I had a reasonable night + feel much better today, must be the placebo affect of all this attention :o). The doc had prescribed me some Tamiflu just as a precaution and because of that I was moved to a single room which was all quite jolly until a nurse wearing gloves, apron and a mask came in with some bottles and a commode! I'm obviously not allowed to leave this room.

However since I started typing up this blog (which takes ages on the touch screen of the bedside terminal) the doc has been to see me + said my blood work was all clear apart from my infection markers were high ( 44 when the usual level is 10 ) so I obviously have or have had an infection.

I'm being sent home today on antibiotics and precautionary tamiflu whilst they await the results of the snot sample but it's not likely I have flu of any sort. I'm still not 100 percent and get tired easily but that is prolly steroid withdrawal symptoms like I had a few months ago. I'm going back up to 5mg a day from alternate days as my gvhd rash has come back a bit as well which is a disappointment.

Right time to pack whilst I await drugs from pharmacy. sorry for any typos it's this keyboard.

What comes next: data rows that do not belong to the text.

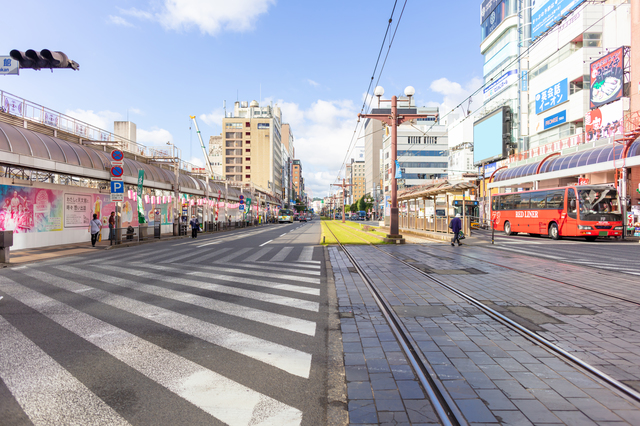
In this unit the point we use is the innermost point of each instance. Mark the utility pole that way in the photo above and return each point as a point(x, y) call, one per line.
point(393, 118)
point(344, 186)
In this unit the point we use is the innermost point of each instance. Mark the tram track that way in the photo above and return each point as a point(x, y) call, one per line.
point(439, 397)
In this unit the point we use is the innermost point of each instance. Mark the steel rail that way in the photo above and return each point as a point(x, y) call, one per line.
point(527, 333)
point(438, 399)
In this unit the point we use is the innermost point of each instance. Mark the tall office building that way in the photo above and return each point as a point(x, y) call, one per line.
point(253, 145)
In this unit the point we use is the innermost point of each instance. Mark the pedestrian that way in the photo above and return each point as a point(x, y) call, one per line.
point(95, 229)
point(112, 228)
point(456, 225)
point(194, 226)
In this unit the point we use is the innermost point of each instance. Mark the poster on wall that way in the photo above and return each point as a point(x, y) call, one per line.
point(604, 122)
point(607, 78)
point(77, 210)
point(27, 209)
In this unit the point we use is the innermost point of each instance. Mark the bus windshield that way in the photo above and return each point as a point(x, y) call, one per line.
point(599, 204)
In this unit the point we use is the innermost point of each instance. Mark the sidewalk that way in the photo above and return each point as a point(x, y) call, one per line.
point(492, 374)
point(23, 256)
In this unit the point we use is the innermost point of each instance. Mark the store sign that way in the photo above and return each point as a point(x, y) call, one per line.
point(604, 122)
point(555, 120)
point(545, 14)
point(607, 78)
point(552, 96)
point(506, 80)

T + 323 I Forgot to Remember Not To Take my Tablet

Posted by raetsel at Wednesday, August 05, 2009

This morning I went to the transplant clinic for the first time in six months and it was, just marginally, a bit more unusual than a regular visit.

I had my bloods taken and then realised this morning I had already taken my ciclosporin which I am not supposed to do when I have bloods done as one is to measure the "ambient" level in my blood and this would be distorted by the morning dose. I was obviously out of practice going to the clinic.

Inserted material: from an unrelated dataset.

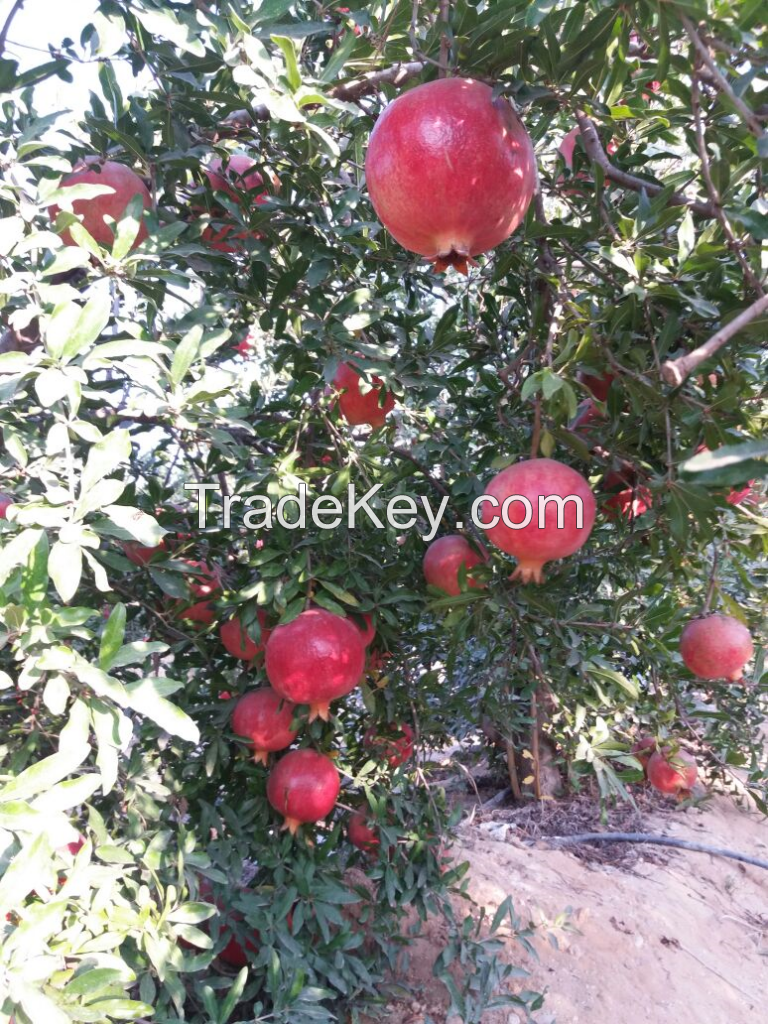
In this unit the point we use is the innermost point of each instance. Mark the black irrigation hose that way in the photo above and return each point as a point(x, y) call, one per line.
point(681, 844)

Then through a convoluted sequence of thought processes which I won't go into here, I convinced myself I hadn't actually taken my ciclosporin and took my second dose that I would normally take at tea time. Oops.

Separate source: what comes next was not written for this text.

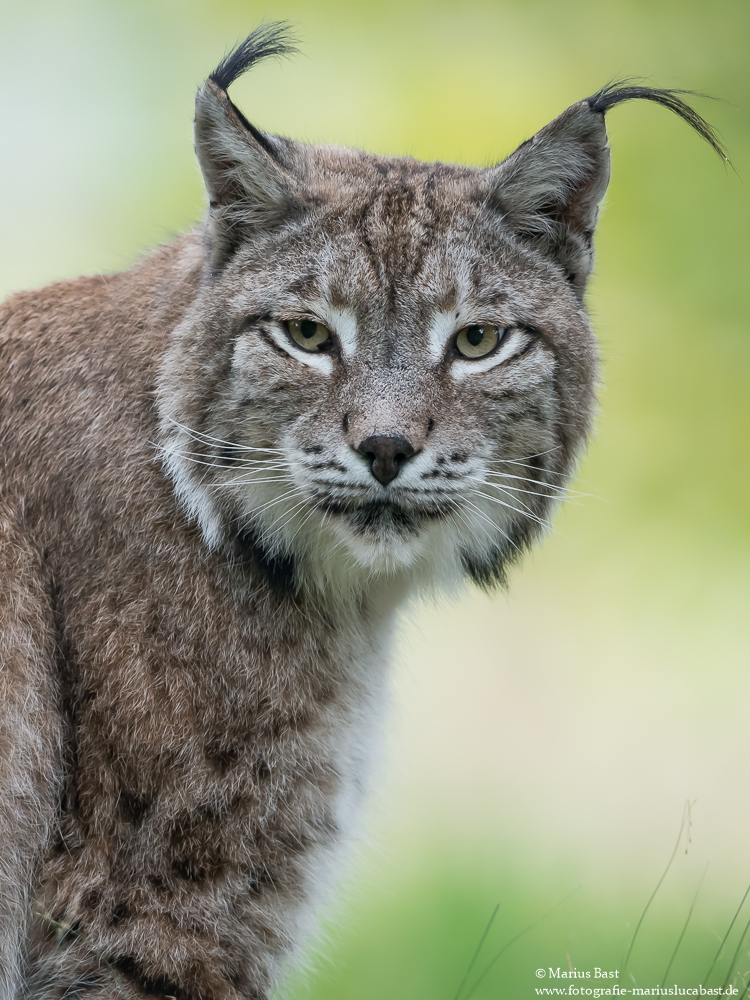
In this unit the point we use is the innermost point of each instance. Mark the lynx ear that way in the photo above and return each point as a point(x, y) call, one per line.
point(247, 174)
point(550, 188)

I then went in to see the doc. She checked the skin on my chest and neck and said there was little or no evidence of Graft Versus Host Disease so we are going to reduce my steroids from 5mg per day to 5mg one day and none the next. Getting ever closer to coming off them.

My other blood results were the second unusual thing. My haemoglobin was back up to 11.2 from 10.6 last time which is very encouraging, looks like the folic acid is helping and I really might finally be making my own red blood cells. My platelets were also fine ( as they always have been throughout all my treatment, which is just as well for someone as clumsy as me ).

My white cells however, and in particular my neutrophils that fight bacteria were a lot lower than they had been. This can be a sign that my body is, or has been, fighting an infection and the doc asked me if I'd had a cold or been otherwise unwell. However I've been fine as far as I know. As the doc said "we treat the patient not the blood test" so she didn't plan to do anything about the low counts at the moment but did ask to see me in two weeks to keep an eye on it.

Since I need to have a proper ciclosporin blood test I'm going in to the clinic on Friday to have that done and a repeat of the blood count sent to the lab to see what my neutrophils are then. Sometimes the analysis machine they use in the clinic gives the occasional anomalous result.